Experimental Music Workshop takes Pisaro’s music on the road
When students take Greg Stuart’s Experimental Music Workshop class, surprising things happen. Like when The New York Times praised the group’s performance at the Columbia Museum of Art as “patient, unpredictable, [and] exceedingly beautiful.” Or that one of today’s premier experimental music labels, Edition Wandelweiser Records, is releasing the class’ debut recording this fall. But most surprising is that the majority of students in the group are not music majors.
The Experimental Music Workshop ensemble has been invited to perform the music of Michael Pisaro with the International Contemporary Ensemble in New York City at Abrons Arts Center on September 16, 2016 – the concert was mentioned by Alex Ross in The New Yorker. The ensemble also tours to Gettysburg College (PA), University of Delaware, Baltimore’s Evolution Contemporary Music Series, and University of NC-Wilmington. They will perform in Columbia, SC, on September 20, 6:00 p.m. at 701 Center for Contemporary Art (701 Whaley St.). The concert is free.
Offered through the South Carolina Honors College, the class is open to students of all musical abilities and backgrounds, a collaborative and egalitarian dynamic that lies at the heart of the experimental music tradition. Stuart, a percussionist whose work draws upon a mixture of music from this tradition, is a proponent of collaboration and has worked extensively with renowned composer Michael Pisaro.
Students in the course are treated as equal collaborators and each semester perform in concerts with Stuart and renowned guest artists. To date they have worked with violinist Erik Carlson, percussionists Tatsuya Nakatani, Tim Feeney and Sarah Hennies, and composers Nomi Epstein, Michael Pisaro and Jürg Frey, on world premiere performances that have achieved national attention.
The course asks students to rethink the very way they listen and what music is. The compositions Stuart uses in class challenge students’ preconceived notions of form, duration and notation. Rather than strictly determining various musical parameters, experimental works suggest, with varying levels of concreteness, how a performer might work with things like pitch, rhythm or timbre. Students use a combination of conventional and unconventional instruments in realizing these kinds of pieces. This sense of openness allows for unforeseen combinations of sounds to come together, producing moments of singular intensity and beauty.

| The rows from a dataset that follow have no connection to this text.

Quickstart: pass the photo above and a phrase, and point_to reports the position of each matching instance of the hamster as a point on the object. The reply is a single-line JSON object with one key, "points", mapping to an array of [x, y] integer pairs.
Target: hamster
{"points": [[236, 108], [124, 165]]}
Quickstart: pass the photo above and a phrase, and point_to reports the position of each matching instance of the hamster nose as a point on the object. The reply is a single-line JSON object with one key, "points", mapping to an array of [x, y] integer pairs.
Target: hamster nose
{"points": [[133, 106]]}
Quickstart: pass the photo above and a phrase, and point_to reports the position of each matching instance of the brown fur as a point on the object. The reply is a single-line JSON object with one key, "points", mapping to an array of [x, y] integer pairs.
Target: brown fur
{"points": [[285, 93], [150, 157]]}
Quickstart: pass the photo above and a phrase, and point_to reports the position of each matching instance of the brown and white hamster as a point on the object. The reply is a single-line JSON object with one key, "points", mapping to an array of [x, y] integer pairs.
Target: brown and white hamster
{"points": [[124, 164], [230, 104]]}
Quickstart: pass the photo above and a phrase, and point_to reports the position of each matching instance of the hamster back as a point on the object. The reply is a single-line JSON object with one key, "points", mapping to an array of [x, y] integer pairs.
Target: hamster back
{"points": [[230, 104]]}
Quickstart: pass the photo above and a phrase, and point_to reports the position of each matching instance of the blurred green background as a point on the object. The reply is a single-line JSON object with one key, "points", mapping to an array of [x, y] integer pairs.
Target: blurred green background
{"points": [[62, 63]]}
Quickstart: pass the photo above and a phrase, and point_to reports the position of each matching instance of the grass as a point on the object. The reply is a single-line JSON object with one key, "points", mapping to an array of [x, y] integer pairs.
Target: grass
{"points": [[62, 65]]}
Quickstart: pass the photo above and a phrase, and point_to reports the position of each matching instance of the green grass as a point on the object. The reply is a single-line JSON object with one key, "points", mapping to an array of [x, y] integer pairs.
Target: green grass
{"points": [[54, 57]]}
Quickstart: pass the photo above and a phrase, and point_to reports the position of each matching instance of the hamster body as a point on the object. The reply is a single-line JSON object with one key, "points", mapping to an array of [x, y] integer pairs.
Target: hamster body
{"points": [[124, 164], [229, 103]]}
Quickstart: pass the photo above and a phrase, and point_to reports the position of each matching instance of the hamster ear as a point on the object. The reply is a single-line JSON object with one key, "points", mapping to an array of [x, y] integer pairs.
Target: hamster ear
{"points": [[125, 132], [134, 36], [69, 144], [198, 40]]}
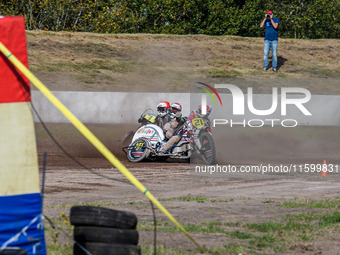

Stuart believes that working with experimental music has effects beyond the class itself. For example, listening is a central component of the course. His students report developing a heightened awareness of sound and duration through the daily classroom performance activities. Students also begin to hear their everyday sonic environments in new ways, says Stuart. These experiences with experimental music in the classroom change how students hear the world and how they locate themselves in it through sound.